- Born: 19 November 1935
- Died: 20 February 2018 (aged 82)
- Occupations: Cardiologist, Academician
- Known for: Honorary Consultant Cardiologist to the Texas Heart Institute
- Title: Sheriff of Mumbai
- Term: 1981
- Predecessor: Dilip Kumar
- Successor: Sunil Dutt
- Awards: Padma Shri (1984) Padma Bhushan (1990) Padma Vibhushan (2005)

= B. K. Goyal =

Indian cardiologist

Bal Krishna Goyal (19 November 1935 – 20 February 2018) was a cardiologist and medical educationist from India. He was an Honorary Consultant Cardiologist to the Texas Heart Institute at Houston, USA. The Government of India honored him with the Padma Shri in 1984, followed by the Padma Bhushan in 1990 and the Padma Vibhushan in 2005.

== Biography ==
Goyal was the honorary dean and chief cardiologist at the Bombay Hospital Institute of Medical Sciences and was a former Director-Professor of cardiology of JJ Group of Hospitals and Grant Medical College, Mumbai.

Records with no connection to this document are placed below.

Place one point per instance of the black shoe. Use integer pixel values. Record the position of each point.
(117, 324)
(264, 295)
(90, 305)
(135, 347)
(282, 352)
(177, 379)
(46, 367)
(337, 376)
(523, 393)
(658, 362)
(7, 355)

He was born in the town of Sambhar Lake, Jaipur district. Goyal was a visiting professor of cardiology at the University of Alabama in the USA and a visiting cardiologist to the Oschner Heart Institute, New Orleans. The State Government also honoured him by appointing him as the Professor Emeritus of Cardiology at the Grant Medical College. He served as a member of the Executive Council and Senate of the University of Bombay for several years. He was a member of the Central Council of Health and Family Welfare of the Government of India and also the Medical Council of India. Goyal has also written a book, Heart Talk. He was a former chairman of the Haffkins Institute.

He was proposed for the post of Vice President of India in July 2007 and was the Sheriff of Mumbai in 1980. B.K. Goyal published over 50 works in various recognized Indian and global journals. He authored a book titled Heart Talk. In 2012, the All India Medical Council proposed his name for the position of President of India.

== Awards and recognition ==
An elected fellow of the National Academy of Medical Sciences, he was a recipient of the Padma Shri (1984), Padma Bhushan (1990) and the Padma Vibhushan (2005).

== Death ==
Goyal died in hospital on 20 February 2018 after suffering a cardiac arrest.